Nov 4, 2010 at 10:11 PM I didn't know you used Jamies code verbatim. Jamie and I actually worked and spoke about this last year and Jamies post was actually a follow up to mine: http://blog.kukiel.net/2009/07/coldfusion-8-9-and-railo-object.html which was also a follow up to: http://www.objectorientedcoldfusion.org/post.cfm/coldfusion-9-object-creation-performance
We should also note that OpenBD and OpenBD on Google App engine are also viable CFML engines.
Nov 5, 2010 at 11:06 PM @Lee I've ported a few applications from CF to Railo, and still write code daily for both CF and Railo today, and I think I can answer your question.
The short answer is probably not.
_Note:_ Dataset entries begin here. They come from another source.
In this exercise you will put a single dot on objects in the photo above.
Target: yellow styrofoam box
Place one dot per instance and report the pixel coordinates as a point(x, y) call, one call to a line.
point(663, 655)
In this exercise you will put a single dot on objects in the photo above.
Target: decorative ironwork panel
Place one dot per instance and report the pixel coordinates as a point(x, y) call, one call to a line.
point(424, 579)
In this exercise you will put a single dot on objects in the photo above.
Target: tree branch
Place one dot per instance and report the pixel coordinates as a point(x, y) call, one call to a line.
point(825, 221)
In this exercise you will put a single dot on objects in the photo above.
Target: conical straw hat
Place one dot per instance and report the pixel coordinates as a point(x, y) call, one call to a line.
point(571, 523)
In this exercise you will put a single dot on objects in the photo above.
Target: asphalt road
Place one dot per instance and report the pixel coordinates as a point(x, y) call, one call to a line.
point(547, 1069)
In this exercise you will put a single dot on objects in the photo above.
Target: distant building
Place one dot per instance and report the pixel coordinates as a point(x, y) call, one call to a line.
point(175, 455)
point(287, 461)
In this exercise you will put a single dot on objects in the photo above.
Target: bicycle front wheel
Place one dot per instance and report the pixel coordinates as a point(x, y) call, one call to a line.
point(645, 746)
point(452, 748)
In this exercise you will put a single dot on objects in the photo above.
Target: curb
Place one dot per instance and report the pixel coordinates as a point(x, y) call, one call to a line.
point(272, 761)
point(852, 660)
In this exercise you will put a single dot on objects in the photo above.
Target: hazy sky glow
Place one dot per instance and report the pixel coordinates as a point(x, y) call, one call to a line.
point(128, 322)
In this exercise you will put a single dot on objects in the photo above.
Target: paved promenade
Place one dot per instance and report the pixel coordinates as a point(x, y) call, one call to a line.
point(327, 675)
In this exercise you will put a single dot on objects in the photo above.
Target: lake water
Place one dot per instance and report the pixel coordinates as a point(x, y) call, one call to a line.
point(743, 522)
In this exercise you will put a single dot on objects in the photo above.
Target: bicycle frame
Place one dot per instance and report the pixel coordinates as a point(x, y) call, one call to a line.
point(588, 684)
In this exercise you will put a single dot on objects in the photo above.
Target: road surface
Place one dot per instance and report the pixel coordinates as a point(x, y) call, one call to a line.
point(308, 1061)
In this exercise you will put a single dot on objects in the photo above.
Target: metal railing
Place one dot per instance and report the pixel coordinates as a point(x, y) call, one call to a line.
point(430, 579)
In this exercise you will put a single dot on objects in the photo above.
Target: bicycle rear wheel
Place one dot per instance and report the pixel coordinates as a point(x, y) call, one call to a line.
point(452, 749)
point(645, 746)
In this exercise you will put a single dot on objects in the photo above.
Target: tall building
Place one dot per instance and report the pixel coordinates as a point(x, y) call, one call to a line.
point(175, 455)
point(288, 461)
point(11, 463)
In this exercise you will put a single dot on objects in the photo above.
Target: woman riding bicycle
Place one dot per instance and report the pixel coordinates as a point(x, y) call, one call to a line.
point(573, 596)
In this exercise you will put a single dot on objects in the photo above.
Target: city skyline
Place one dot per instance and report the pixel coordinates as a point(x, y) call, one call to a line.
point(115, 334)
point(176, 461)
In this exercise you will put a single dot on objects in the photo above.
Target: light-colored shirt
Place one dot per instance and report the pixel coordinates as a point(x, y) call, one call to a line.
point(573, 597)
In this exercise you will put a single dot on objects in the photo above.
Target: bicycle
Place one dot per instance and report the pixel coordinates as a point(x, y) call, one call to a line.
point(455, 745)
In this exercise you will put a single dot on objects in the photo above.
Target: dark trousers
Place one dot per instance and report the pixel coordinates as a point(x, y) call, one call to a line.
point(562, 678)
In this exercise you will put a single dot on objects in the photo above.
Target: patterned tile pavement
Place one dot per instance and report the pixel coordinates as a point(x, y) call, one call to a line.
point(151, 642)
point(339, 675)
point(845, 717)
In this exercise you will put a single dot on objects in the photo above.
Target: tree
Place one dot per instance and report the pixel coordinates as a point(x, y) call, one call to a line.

The only real show stoppers are certain tags that just aren't supported, like flash forms, the pdf tags, etc. If you have a one server platform heavily dependent on the (albeit few) tags railo doesn't support - just stick with CF.
In porting apps, the most frequent problems I have encountered is sloppily written syntax which CF allowed by railo rejects.
For example, when loading a CFC with the dot-notation path of (cfc.people.employee) CFMX 7 will accept (cfc.people..employee) while Railo will barf.
If you're going in the other direction, railo will allow you to define var scoped variables inside of <cffunction> tags anywhere you like. CF will barf and demand they be placed at the top - which is REALLY annoying if you just want to <CFDUMP> one of them out real quick.
So overall, there should be nothing stopping you from giving railo a shot.